2. Higher productivity and efficiency.
Routines allow you to have a fair bit of expectation about how your day will go, even amidst the quarantine period. This helps your brain gear up and get tasks done more effectively and efficiently.
For instance, if you’ve set your work schedule from 6 AM to 3 PM, then your mind is conditioned to finish the day’s tasks within that time period. Having a deadline, even a flexible one, provides you with urgency as opposed to none at all.
3. Increased focus.
Prolonged periods of isolation can play tricks on your mind. They can make you distracted and listless. Some may find it difficult to focus on tasks as their minds wander or get eaten up by worries and anxieties.

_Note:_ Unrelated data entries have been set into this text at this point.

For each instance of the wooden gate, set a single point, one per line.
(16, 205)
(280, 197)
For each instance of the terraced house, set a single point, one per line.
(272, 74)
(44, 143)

Routines are an antidote to such in a way. They take all the guesswork out of what to do next and thus allows your mind to focus on the task at hand.
4. Improved self-discipline.
One of the hardest things about having no one to boss you around is, well, having no one to boss you around. Don’t get me wrong, you should have the final say over your own life, but even that can be harmful if you lack self-discipline.
Following a routine helps instill such because you learn to prioritize it over what you feel like doing at some point. With the right schedule, you’ll be more motivated to refrain from checking social media when you should be working, as well as vice versa.
5. Greater self-awareness.
Building your own schedule can help you discover many things about yourself. Perhaps you might discover that you find it easier to exercise in the mornings. It might even be the opposite. What if you get your best ideas close to midnight, when there’s no one around to bother you?
Either way, such information is always useful, especially if you’re still figuring out how to reach your fitness and career goals, among other things.
6. Efficient time management.
Setting time limits for certain activities not only ensures that you’ll be able to get the day’s tasks done. It also prevents you from unconsciously spending too much time on such.
Want an example? If you work an eight-hour shift on weekdays and follow a 10 or 11 PM bedtime, you’ll be much less likely to binge watch Netflix.
7. Easier transition to post-ECQ times.
Like a muscle, your mind can atrophy if you don’t use or challenge it enough. Staying on top of a daily routine prevents that and prepares you for transitioning into the world post-ECQ.
If you work from home, for example, it won’t be as difficult for you to go back to a full workload. Having done more or less the same tasks during the quarantine, your brain won’t have to relearn key skills or struggle to make similar decisions.
Lastly, don’t get discouraged if you find it hard to stick to a schedule at first. Setting aside enough time for work, rest, and recreation is important, but there’s no one-size-fits-all routine. Figuring out what works for you could take time and a bit of tweaking, but if you keep at it, you may find that you’ll survive quarantine with less stress and worries as opposed to just winging it.